|The Man simply has no answer to this|
The group, which started its protest with denial-of-service attacks on PayPal, Visa, Mastercard, Amazon, Google, iTunes, YouTube, comparethemeerkat.com and XHamster, has recently spread its tactics beyond the virtual world and into the physical domain. Earlier this week, members stepped up the campaign by scanning their buttocks and sending the images to their targets’ fax machines.
“Earlier today, a nerdy man came up to the till with the latest edition of PC Gamer and a Lion Bar,” confirmed a manager at the Queensway branch of WH Smith in Stevenage. “Without any warning, he suddenly whipped out a debit card bearing a rather distasteful depiction of a john thomas and thrust it into the reader. Sue, who served him, thinks it was a Nationwide card, but she’s still in shock.”

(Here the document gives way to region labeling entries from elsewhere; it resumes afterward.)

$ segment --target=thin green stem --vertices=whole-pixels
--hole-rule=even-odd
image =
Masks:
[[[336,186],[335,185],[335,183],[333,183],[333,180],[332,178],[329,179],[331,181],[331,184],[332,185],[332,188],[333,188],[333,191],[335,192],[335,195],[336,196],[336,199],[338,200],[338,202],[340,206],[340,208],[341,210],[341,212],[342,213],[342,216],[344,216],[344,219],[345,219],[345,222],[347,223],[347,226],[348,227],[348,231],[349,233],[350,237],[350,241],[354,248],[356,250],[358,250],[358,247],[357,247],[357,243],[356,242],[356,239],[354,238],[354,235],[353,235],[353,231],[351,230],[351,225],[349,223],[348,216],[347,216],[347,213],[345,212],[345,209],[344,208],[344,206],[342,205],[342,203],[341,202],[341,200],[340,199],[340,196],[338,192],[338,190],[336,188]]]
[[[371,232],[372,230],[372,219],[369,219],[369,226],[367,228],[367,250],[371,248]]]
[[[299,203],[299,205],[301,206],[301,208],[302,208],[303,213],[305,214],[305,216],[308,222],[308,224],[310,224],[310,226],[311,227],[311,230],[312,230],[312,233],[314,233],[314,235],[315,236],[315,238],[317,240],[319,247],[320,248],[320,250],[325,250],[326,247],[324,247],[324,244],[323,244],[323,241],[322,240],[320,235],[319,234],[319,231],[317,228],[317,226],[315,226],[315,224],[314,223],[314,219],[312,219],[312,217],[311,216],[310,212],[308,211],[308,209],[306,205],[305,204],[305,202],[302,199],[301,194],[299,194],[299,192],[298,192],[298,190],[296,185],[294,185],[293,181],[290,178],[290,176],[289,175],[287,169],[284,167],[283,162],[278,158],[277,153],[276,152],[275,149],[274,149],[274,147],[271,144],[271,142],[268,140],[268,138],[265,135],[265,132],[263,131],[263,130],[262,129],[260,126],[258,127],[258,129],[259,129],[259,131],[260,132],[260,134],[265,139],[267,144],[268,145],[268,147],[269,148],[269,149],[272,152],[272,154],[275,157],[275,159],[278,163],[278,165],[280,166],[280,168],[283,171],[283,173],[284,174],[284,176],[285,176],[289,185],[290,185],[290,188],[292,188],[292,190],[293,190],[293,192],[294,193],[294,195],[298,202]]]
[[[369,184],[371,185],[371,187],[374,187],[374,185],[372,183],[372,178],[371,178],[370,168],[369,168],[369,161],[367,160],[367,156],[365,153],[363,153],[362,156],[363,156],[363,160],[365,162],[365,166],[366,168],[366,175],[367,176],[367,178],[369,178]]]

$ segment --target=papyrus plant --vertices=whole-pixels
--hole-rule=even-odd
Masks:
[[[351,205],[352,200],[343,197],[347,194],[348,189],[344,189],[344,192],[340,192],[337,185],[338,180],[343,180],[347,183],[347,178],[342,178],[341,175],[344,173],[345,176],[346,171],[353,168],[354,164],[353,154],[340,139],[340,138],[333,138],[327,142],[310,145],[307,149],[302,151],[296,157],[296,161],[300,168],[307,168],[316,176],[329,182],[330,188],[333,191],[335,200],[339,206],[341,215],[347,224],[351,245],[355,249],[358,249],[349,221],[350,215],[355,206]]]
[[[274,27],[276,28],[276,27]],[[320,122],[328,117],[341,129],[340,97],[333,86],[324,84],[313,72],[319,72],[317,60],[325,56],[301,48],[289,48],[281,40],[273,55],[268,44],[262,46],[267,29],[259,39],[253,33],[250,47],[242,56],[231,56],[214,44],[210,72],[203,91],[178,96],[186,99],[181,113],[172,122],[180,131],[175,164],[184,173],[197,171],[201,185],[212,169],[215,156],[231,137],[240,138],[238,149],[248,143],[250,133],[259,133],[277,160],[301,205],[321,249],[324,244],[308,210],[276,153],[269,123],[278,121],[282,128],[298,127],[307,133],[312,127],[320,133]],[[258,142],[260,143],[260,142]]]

“Before this happened, like many of my friends and colleagues I just thought this Assange character was completely up himself, really,” he reflected soberly. “But now this principled show of public solidarity has made me realise that he is, in fact, all that stands between us and the hegemony of the New World Order.”
“Now if you’ll excuse me, I must just pop over to the stationery section and keep a stick of Tippex back for myself before we run out,” he added. “I’ll be popping into Burger King on the way home, and I need to make my voice heard.”